Conclusions: We were unable to differentiate between RS and RD based solely on findings from FAF and IR imaging. However, the combination of them with SD-OCT can assist in the diagnosis of RS from RD and in the evaluation of RS progression. OCT remains the main modality imaging to differentiate these conditions.

Keywords: Fundus autofluorescence; Infrared imaging; Retinal detachment; Retinoschisis; Schisis detachment; Spectral domain optical coherence tomography.

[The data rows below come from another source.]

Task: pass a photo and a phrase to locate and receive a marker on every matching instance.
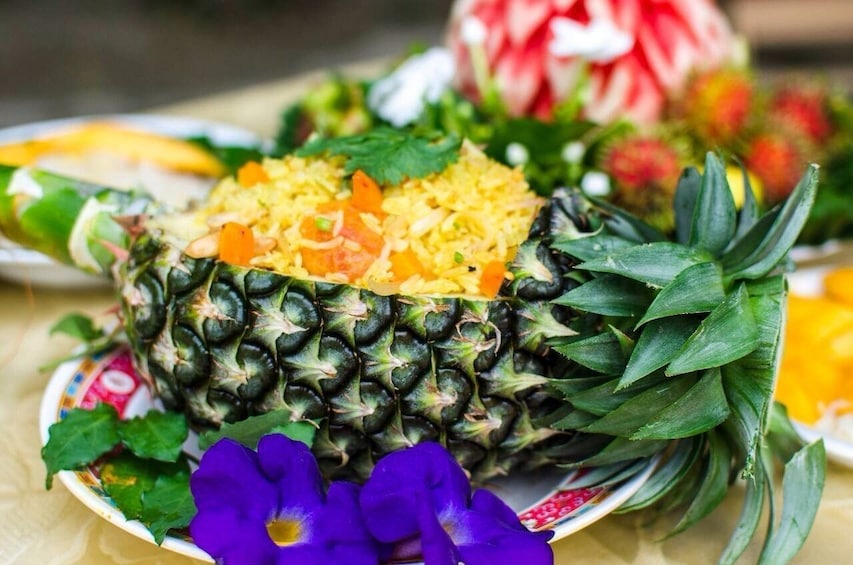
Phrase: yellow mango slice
(169, 153)
(838, 285)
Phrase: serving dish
(550, 499)
(30, 267)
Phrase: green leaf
(627, 225)
(79, 439)
(714, 215)
(623, 449)
(168, 504)
(747, 525)
(802, 485)
(656, 264)
(609, 295)
(659, 341)
(728, 333)
(249, 431)
(714, 485)
(156, 435)
(604, 398)
(636, 412)
(574, 420)
(608, 474)
(686, 194)
(126, 478)
(666, 477)
(748, 214)
(588, 248)
(774, 245)
(389, 155)
(78, 326)
(698, 288)
(601, 352)
(700, 409)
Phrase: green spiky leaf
(656, 264)
(758, 253)
(727, 334)
(699, 410)
(698, 288)
(686, 195)
(747, 525)
(635, 413)
(588, 248)
(670, 474)
(78, 326)
(609, 295)
(601, 353)
(622, 449)
(79, 439)
(659, 342)
(714, 215)
(714, 485)
(802, 482)
(249, 431)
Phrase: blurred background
(62, 58)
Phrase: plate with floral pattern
(549, 499)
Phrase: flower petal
(231, 538)
(229, 477)
(391, 497)
(291, 467)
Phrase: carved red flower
(633, 53)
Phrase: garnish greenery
(95, 339)
(389, 155)
(141, 462)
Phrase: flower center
(284, 532)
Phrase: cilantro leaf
(126, 478)
(156, 435)
(169, 504)
(389, 155)
(249, 431)
(79, 439)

Conflict of interest statement

The Authors declare that there is no conflict of interest.

© 2020 The Authors.

Figures

Fig. 1
Fig. 1
Characterization of retinoschisis on multiple imaging modalities. Patient with retinoschisis underwent imaging with FP (A), FAF (B), and IR imaging (C). Note the difficulty in discerning the edge of retinoschisis in FP, which is better shown in both FAF and IR imaging (white arrows). OCT scan indicated by green line in C is shown (D), highlighting that retinoschisis extends along the hyper-reflective signal (green arrow) past the hypo-reflectance border (red arrow). OCT scan indicated by blue line in C is shown (E), demonstrating low-lying retinoschisis (blue arrows) in the hyper-reflective leading edge of the lesion. (For interpretation of the references to color in this figure legend, the reader is referred to the Web version of this article.)
Fig. 2
Fig. 2
Comparison of retinoschisis on FAF (left column) and IR imaging (right column). On FAF (A, C, E), three patterns of retinoschisis were observed, including patchy (A), confluent (C), and granular (E). Furthermore, intensity of hypo-AF varied among different retinoschisis patterns ranging from mild (E) to intense (A & C). A well-defined hyper-AF leading edge of retinoschisis (C) was observed. On IR imaging (B, D, F), areas of retinoschisis display hypo-reflectance and increased vascular prominence (F). Outer retinal holes (B) are visualized in retinoschisis on IR imaging. White arrows indicate borders of retinoschisis, red arrows indicate a hyper-AF leading edge, and yellow arrows indicate retinal holes. (For interpretation of the references to color in this figure legend, the reader is referred to the Web version of this article.)
Fig. 3
Fig. 3
Multimodular imaging follow up on one case of retinoschisis that progressed to schisis detachment. A-C Retinoschisis Diagnosed with Infrared (IR) imaging (A), color funduscopy (B) and OCT (C); D- F were taken two months later, with a new retinal outer hole (yellow arrow) visualized on IR imaging (D) only and not on AF (E) while OCT still shows retinoschisis (F); G-I were images taken in a two-month following the previous (D-F) with an enlarging retinal hole (double yellow arrows) demonstrated on IR imaging (G). The AF images shown in H and K were taken by Optos. OCT at this time showed progression to a schisis detachment (I). Four months later, Optos AF (K) guided laser retinopexy were employed to stabilize the Retinoschisis lesion. IR imaging (J) and OCT (L) demonstrated chronic enlarged retinoschisis. (For interpretation of the references to color in this figure legend, the reader is referred to the Web version of this article.)
Fig. 4
Fig. 4
Characterization of schisis detachment on multiple imaging modalities. A schisis detachment shown on FP (A), FAF (B), IR imaging (C), and OCT (D & E) after laser retinopexy. Horizontal (D) and vertical (E) OCT of the lesion edge demonstrated the hyper-reflective leading edge as low-lying retinal schisis (between blue and red arrows) or schisis detachment (between yellow and green arrows). (For interpretation of the references to color in this figure legend, the reader is referred to the Web version of this article.)
Fig. 5
Fig. 5
Characterization of retinal detachment on multiple imaging modalities. A bullous retinal detachment demonstrated on FP (A), FAF (B), IR imaging (C), and OCT (C′). Note the contours of the bullous retinal detachment on FP are better visualized on FAF and IR imaging (white arrows). OCT scan indicated by green line in C is shown (C′). The hyper-reflective leading edge on IR imaging was shown as low-lying retinal detachment shown between the green arrow and red arrow. (For interpretation of the references to color in this figure legend, the reader is referred to the Web version of this article.)